When Bezos created Amazon in 1994, he set out to build an institution like the ones that had carried him through the first three decades of his life. He would build his own aristocracy of brains, a place where intelligence would rise to the top. Early on, Bezos asked job candidates for their SAT scores. The company’s fifth employee, Nicholas Lovejoy, later told Wired that interviews would take the form of a Socratic test. Bezos would probe logical acuity with questions like Why are manhole covers round? According to Lovejoy, “One of his mottos was that every time we hired someone, he or she should raise the bar for the next hire, so that the overall talent pool was always improving.” When Bezos thought about talent, in other words, he was self-consciously in a Darwinian mode.
One former team leader, who is a person of color, told me that when top executives hear the word diversity, they interpret it to mean “the lowering of standards.” “It’s this classic libertarian thinking,” Coulter told me. “They think Amazon is a meritocracy based on data, but who’s deciding what gets counted and who gets to avail themselves of the opportunity? If VP meetings are scheduled at 7 a.m., how many mothers can manage that?”
On Jeff Bezos’s ranch in West Texas, there is a mountain.
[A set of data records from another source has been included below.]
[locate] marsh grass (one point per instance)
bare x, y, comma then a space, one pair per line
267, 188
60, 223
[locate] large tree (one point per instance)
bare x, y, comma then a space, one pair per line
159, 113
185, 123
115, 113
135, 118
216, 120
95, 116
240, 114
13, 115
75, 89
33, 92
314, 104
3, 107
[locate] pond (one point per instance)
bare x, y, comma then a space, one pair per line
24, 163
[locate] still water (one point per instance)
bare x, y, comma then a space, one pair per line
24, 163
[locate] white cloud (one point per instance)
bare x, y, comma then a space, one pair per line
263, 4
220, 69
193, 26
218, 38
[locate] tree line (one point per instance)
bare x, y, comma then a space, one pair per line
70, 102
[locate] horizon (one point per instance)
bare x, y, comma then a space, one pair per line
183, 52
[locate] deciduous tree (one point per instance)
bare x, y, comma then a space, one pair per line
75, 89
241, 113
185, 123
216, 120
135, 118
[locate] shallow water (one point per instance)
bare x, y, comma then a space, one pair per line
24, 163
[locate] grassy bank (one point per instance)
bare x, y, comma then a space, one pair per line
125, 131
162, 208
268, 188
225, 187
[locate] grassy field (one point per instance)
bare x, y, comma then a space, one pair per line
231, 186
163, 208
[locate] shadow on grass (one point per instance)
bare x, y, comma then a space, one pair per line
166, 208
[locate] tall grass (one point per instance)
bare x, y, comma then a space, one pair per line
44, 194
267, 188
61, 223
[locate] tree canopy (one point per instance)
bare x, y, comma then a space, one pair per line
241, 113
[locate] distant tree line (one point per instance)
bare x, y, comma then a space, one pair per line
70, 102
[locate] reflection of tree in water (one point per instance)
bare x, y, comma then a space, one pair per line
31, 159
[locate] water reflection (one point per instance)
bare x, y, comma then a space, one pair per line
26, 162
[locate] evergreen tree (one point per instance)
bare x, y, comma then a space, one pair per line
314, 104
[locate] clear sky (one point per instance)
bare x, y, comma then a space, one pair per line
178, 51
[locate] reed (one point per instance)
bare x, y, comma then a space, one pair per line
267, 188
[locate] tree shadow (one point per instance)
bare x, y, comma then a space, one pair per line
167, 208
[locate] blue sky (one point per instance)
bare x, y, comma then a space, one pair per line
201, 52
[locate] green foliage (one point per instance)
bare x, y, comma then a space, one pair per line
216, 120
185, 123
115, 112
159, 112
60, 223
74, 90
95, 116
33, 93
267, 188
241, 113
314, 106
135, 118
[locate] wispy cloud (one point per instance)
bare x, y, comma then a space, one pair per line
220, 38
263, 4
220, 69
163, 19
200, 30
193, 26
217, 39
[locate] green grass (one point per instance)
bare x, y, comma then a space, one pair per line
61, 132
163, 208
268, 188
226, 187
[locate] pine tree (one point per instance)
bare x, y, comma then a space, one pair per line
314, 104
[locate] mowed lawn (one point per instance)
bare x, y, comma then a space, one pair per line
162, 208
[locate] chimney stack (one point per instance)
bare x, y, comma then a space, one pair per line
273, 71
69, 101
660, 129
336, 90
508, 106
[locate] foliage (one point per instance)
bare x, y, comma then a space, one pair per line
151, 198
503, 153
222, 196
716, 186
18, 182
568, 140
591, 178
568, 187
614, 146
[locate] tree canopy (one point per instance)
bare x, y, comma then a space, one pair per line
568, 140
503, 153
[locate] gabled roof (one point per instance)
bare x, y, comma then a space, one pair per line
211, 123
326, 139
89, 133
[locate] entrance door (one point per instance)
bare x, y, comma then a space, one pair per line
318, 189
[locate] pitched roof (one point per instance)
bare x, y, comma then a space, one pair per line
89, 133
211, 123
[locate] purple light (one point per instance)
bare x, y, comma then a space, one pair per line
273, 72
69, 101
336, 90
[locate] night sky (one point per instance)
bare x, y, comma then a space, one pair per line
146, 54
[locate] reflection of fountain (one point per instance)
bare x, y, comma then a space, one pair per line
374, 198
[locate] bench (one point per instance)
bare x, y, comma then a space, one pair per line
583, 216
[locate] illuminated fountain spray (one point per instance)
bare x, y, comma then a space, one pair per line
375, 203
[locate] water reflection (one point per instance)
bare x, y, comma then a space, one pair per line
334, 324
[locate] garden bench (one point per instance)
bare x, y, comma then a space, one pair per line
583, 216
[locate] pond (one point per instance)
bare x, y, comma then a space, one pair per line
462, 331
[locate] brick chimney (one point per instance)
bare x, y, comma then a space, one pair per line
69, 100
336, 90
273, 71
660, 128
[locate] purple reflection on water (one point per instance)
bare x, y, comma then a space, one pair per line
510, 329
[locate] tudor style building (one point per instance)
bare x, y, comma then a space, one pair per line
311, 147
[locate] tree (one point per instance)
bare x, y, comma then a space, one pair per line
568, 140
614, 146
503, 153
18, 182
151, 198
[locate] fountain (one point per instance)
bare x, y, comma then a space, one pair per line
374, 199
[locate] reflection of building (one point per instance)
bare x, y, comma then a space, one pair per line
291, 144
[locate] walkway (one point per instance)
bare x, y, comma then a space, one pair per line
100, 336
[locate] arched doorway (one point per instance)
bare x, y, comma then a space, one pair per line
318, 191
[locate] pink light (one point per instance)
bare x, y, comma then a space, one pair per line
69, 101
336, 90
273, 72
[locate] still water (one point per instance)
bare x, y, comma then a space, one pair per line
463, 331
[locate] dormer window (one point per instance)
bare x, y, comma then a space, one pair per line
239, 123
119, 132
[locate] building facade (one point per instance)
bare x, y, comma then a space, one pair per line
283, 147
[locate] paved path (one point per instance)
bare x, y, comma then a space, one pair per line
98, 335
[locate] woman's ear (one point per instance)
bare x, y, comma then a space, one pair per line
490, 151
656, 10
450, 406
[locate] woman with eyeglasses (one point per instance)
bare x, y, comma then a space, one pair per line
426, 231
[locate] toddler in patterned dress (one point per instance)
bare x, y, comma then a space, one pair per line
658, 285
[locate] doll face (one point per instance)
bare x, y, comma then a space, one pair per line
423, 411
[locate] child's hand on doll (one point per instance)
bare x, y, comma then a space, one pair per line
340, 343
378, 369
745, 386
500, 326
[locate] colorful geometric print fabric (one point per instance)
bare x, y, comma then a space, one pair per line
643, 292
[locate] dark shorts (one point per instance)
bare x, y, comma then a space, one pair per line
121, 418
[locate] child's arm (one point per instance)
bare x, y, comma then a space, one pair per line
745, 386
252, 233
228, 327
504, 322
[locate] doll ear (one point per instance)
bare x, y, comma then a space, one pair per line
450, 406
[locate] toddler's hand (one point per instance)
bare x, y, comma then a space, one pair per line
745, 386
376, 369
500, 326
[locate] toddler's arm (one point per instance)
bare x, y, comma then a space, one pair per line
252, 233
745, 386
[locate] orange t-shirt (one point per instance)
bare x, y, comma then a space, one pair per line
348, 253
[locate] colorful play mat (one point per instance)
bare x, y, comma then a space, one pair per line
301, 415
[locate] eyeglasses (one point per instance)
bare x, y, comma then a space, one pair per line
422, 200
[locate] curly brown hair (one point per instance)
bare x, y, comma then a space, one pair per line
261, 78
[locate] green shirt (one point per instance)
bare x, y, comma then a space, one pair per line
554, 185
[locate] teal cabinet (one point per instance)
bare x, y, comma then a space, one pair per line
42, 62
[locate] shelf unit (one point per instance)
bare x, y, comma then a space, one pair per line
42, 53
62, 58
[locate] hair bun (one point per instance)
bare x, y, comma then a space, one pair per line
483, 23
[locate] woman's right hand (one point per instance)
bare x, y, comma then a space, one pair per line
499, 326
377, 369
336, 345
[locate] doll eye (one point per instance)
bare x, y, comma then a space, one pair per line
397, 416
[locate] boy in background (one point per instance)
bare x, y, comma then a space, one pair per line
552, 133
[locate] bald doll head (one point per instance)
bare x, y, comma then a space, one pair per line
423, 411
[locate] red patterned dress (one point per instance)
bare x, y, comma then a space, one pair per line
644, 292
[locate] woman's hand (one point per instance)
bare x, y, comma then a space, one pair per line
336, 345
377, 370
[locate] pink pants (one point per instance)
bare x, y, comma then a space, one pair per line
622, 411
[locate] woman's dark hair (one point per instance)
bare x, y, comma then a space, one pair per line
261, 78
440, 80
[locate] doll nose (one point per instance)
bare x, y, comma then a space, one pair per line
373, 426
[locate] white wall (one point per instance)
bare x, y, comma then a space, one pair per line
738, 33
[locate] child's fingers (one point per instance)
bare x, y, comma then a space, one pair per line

Burrowed inside its hollowed-out core is a cascading tower of interlaced Geneva wheels, levers, and a bimetallic spring. These innards, still not fully assembled, will move the Clock of the Long Now, a timepiece that has been designed to run with perfect accuracy for 10,000 years, with a hand that advances with each turn of the century. Bezos has supplied $42 million to fund the clock’s construction, an attempt to dislodge humans from the present moment, to extend the species’ sense of time. Bezos has argued that if humans “think long term, we can accomplish things that we wouldn’t otherwise accomplish.”
Bezos represents the archetypal human coming out of a liberal society: he realizes that the only game that matters is the long one, because most people by thinking in the short-term become enamored of illusions.
He has time only for function, and like an ultra-modernist, mates his grand ambitions and cold logic with an intense Romanticism for a better time. He sees Darwinism as a beneficial part of nature, not something to be feared.
While this sounds good, problems remain with Amazon: it reinvests all profits in growth, which creates an insatiable monster, and this beast runs the risk of growing too large and collapsing, leaving a void that all the businesses it displaced once filled.